Ah! aslında Aktif olan o değildi, arkadaşlarıydı. Mahir doğru dürüst bir şey paylaşmazken arkadaşları sürekli onunla bir şeyler paylaşıyor buda bir çok kızın onu görmesine neden oluyordu. Bu Ahlâ'yı sinir ediyordu çünkü sonuçta çoğu kız onu beğeniyordu. Ne malumdu Adamın da biriyle ilgilenmeyeceği? Güvenemezdi de abisine nisbet olsun diye onunla evlenmek isteyen adama. Elinde onun yüzüğü varken buna izin de vermezdi, neden bozulmuyordu ki şu nişan? Kimse görmüyor muydu? Görüşmüyorlar konuşmuyorlar birbirlerinin ancak 4 gün sonra akıllarına geliyorlardı.
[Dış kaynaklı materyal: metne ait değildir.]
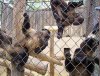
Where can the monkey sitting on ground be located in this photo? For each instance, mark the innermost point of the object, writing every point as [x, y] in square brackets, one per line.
[32, 42]
[65, 14]
[82, 64]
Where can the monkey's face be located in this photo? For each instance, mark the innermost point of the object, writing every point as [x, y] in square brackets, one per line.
[46, 33]
[43, 41]
[75, 18]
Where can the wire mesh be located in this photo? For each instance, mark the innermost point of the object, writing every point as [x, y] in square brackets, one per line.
[53, 58]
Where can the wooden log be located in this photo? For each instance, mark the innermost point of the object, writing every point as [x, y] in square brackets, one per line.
[31, 66]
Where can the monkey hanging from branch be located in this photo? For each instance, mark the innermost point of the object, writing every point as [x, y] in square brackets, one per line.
[83, 61]
[65, 14]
Sonunda duştan çıkıp vücudunu kurulayan Ahlâ üzerini giyip saçlarını taramaya başladı. Bir yandan da Volkan konak'tan Yarim yarim şarkısını komik vurgular yaparak söylüyordu. Hatta öyle ki, bağırdığının farkında bile değildi. "Ahlâ!, başımı şişirdin lan!"diye bağıran Ömer abisi ile son anda sustu. "Bir türkü bile söylettirmiyorsunuz!"diye sitem ettiğinde telefonunun titremesiyle yatağına oturup telefonu eline aldı.

Mahir ismini gördüğünde telefonu bırakıp derin bir nefes aldı, tüm düşündüklerinin üzerine aramasıda çok manidardı.
umarım adam sinirlerini zıplatmazdı. Ahlâ boğazını temizleyerek aramayı onayladı. "Efendim,"dediğinde

Adam hiç Merhaba bile demeden pat diye konuya girmişti. "Akşam Mahmutlar yemeğe çağırıyor,"derken adamın sesi her ne kadar güçlü çıksa da sıkıntılı geliyordu.

Ahlâ,"A-anladım?"dediğinde Mahir ise Kahvede oturmuş elindeki tesbihi sıkıntıyla çeviriyordu. Tesbihi bırakıp yüzünü sıvazladı. "İkimizi çağırıyorlar, akşama babandan izin alacağım. Haberin olsun."dedi,"18:00'da alırım seni,"dediğinde kız Tamam demekle yetinmişti. Sonrası ise hattın kesilme sesiydi.

*******

Akşam vakti gelip çatmıştı. Ahlâ annesine durumu anlatıp hazırlanmaya başladığında zamanın nasıl geçtiğini anlamamıştı bile. Üzerine Fakir kol vücuda oturan beyaz bir badi altına ise yeşil belinde ince hasır kemeri olan kloş bir etek giymişti. Saçlarını ise açıp taramıştı sadece, parfümünden bir iki fıs sıktığında bahçeden sesler gelmesiyle Mahir'in geldiğini anladı.

Yanına hiç bir şey almadan çıktığında annesini öpüp tembihlerini dinleyip sanki yemek yemeye çıkıyorlarmış gibi taba rengi sandeletlerini giydi. Dışarı çıktığında dedesi gülerek "Hah, Gülümde geldi."dediğinde Ahlâ dedesine gülümsedi.

Mahir'in, "Biz müsadenizi isteyelim o zaman."derken sesi samimiyetten uzaktı. Ama saygısını da esirgemiyordu. İyi akşamlar deyip ilerlediklerinde Ahlâ adama bir kez olsun bakmamıştı bile. Ahlâ'nın babası Mahir'e seslendiklerinde birlikte döndüler. "Kızım sana emanet."dediğinde Mahir uyarıyı almıştı. "Merak etme,"deyip duraksadıktan sonra,"Baba."deyince Ahlâ ilk defa kalbinin yerini hissetti. Yutkunup Ondan baya baya uzun olan adama bakıp gözlerini çekti. Öyle uzun adımlar atıyordu ki yavaş yürüse dahi Ahlâ onunla boy ölçüşemezdi.

Allah aşkına, boyu boyuna , huyu huyuna bile değillerdi. Bu adamın yanında küçücük duruyordu. Ki Ahlâ kendiyle barışık ve öz güvenli biriyken artık kendini onun yanında yetersiz hissediyordu.